Car, notez que le poète a dit souvent, et non pas toujours, ce qui eût ôté aux mensonges du héros cet air de vérité. Homère a donc tiré de l'histoire le fond même de ses poèmes. L'histoire en effet nous montre un prince du nom d'Éole régnant sur ce groupe d'îles dont Lipara est le centre ; elle signale aussi aux environs de l'Etna et de Leontium certains peuples inhospitaliers du nom de Cyclopes et de Laestrygons, et explique même par cette circonstance comment le détroit était alors inaccessible à la navigation ; elle ajoute que Charybde et Scylla étaient deux repaires de pirates. Ainsi des autres peuples mentionnés par Homère : nous les retrouvons tous dans l'histoire établis en telle ou telle contrée de la terre. Il savait, par exemple, que les Cimmériens habitaient aux environs du Bosphore cimmérique une région boréale et brumeuse, c'en fut assez pour que, par une licence heureuse et pour les besoins de la fable qu'il voulait mêler aux Erreurs d'Ulysse, il transportât ce peuple dans une contrée ténébreuse, au seuil même de l'enfer. Nul doute, du reste, qu'il ne connût les Cimmériens, puisque, d'après les calculs des chronographes, l'invasion cimmérienne a précédé de peu l'époque où il vivait, si même elle ne lui est contemporaine.
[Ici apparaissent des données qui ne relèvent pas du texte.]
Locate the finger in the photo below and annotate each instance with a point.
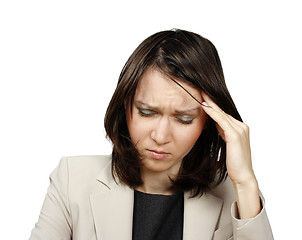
(220, 118)
(208, 101)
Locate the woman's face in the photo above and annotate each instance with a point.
(165, 123)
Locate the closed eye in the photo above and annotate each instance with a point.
(146, 112)
(185, 119)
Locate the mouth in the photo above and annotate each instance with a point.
(157, 154)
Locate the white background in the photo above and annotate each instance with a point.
(60, 61)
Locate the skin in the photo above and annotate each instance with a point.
(157, 124)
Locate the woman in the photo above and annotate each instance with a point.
(180, 166)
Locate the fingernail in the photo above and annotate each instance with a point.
(204, 104)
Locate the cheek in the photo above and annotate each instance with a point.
(188, 137)
(135, 127)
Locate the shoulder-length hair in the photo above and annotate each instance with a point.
(185, 56)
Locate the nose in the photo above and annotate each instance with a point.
(161, 133)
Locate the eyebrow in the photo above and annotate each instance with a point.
(176, 111)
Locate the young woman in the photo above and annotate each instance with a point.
(180, 166)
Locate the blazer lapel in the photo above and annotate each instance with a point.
(201, 216)
(112, 208)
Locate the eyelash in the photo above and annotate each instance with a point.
(149, 113)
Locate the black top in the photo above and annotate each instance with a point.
(157, 217)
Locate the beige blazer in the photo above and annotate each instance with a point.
(83, 202)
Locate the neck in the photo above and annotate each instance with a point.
(155, 183)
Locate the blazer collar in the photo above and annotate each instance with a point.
(112, 210)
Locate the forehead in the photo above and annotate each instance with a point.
(156, 88)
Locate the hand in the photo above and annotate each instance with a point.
(238, 157)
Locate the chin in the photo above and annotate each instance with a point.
(157, 166)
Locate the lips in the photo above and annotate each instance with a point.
(158, 154)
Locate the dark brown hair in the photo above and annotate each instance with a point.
(185, 56)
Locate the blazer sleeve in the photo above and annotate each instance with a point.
(55, 216)
(256, 228)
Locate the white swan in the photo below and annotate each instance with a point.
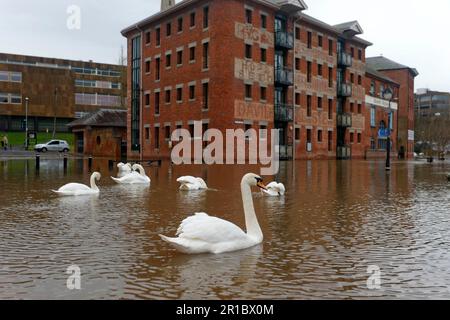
(204, 234)
(77, 189)
(275, 189)
(134, 177)
(124, 169)
(190, 183)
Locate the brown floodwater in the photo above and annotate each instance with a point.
(336, 220)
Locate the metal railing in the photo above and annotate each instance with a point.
(344, 59)
(284, 76)
(344, 152)
(284, 39)
(344, 120)
(345, 90)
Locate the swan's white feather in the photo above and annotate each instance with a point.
(275, 189)
(202, 233)
(191, 183)
(75, 189)
(132, 178)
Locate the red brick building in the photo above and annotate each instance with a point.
(404, 76)
(380, 114)
(247, 64)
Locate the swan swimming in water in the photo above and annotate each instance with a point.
(134, 177)
(204, 234)
(190, 183)
(124, 169)
(275, 189)
(77, 189)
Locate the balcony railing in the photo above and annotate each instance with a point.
(284, 76)
(345, 90)
(343, 152)
(284, 40)
(344, 59)
(344, 120)
(284, 112)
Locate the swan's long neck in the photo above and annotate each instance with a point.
(93, 184)
(251, 221)
(141, 170)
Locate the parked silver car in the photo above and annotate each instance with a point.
(53, 145)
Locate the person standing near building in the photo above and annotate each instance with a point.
(5, 142)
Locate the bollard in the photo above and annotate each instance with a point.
(38, 162)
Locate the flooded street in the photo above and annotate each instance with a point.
(336, 220)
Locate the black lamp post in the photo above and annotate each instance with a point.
(388, 95)
(26, 122)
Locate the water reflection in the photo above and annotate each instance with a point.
(336, 219)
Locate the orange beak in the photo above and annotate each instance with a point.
(261, 185)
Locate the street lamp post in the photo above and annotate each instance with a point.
(388, 95)
(26, 122)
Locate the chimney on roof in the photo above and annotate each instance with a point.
(167, 4)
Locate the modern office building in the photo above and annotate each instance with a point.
(432, 103)
(247, 64)
(58, 88)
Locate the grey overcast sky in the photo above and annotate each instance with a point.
(412, 32)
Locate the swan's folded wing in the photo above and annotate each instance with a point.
(276, 187)
(202, 227)
(187, 180)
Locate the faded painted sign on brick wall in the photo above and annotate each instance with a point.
(256, 35)
(249, 70)
(246, 110)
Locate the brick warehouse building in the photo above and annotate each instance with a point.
(248, 64)
(55, 87)
(404, 76)
(380, 114)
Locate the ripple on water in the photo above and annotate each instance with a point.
(335, 221)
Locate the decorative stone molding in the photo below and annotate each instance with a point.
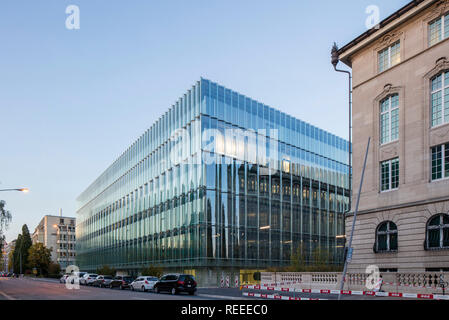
(389, 39)
(441, 65)
(385, 42)
(440, 8)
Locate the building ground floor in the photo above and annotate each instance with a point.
(211, 276)
(410, 238)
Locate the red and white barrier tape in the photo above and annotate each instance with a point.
(355, 293)
(276, 297)
(280, 283)
(403, 285)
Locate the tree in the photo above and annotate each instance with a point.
(20, 255)
(54, 269)
(152, 271)
(106, 271)
(39, 257)
(5, 217)
(26, 243)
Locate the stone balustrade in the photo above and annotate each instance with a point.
(424, 282)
10. Il connaissait pareillement et la situation de la Colchide et le fait de la navigation de Jason à Aea, et, en général, tout ce que la fable et l'histoire rapportent des enchantements de Circé et de Médée et de leurs autres traits de ressemblance : à l'aide maintenant de ces données, et sans tenir compte de l'énorme distance qui séparait les deux enchanteresses, puisque l'une habitait au fond du Pont, et l'autre en Italie, il imagina entre elles un lien d'étroite parenté, et osa les transporter toutes deux hors des mers intérieures, en plein Océan. Peut-être bien aussi Jason, dans ses Erreurs, s'était-il écarté jusqu'en Italie ; car on

  1. Hom., Odyssée, XIX, 203.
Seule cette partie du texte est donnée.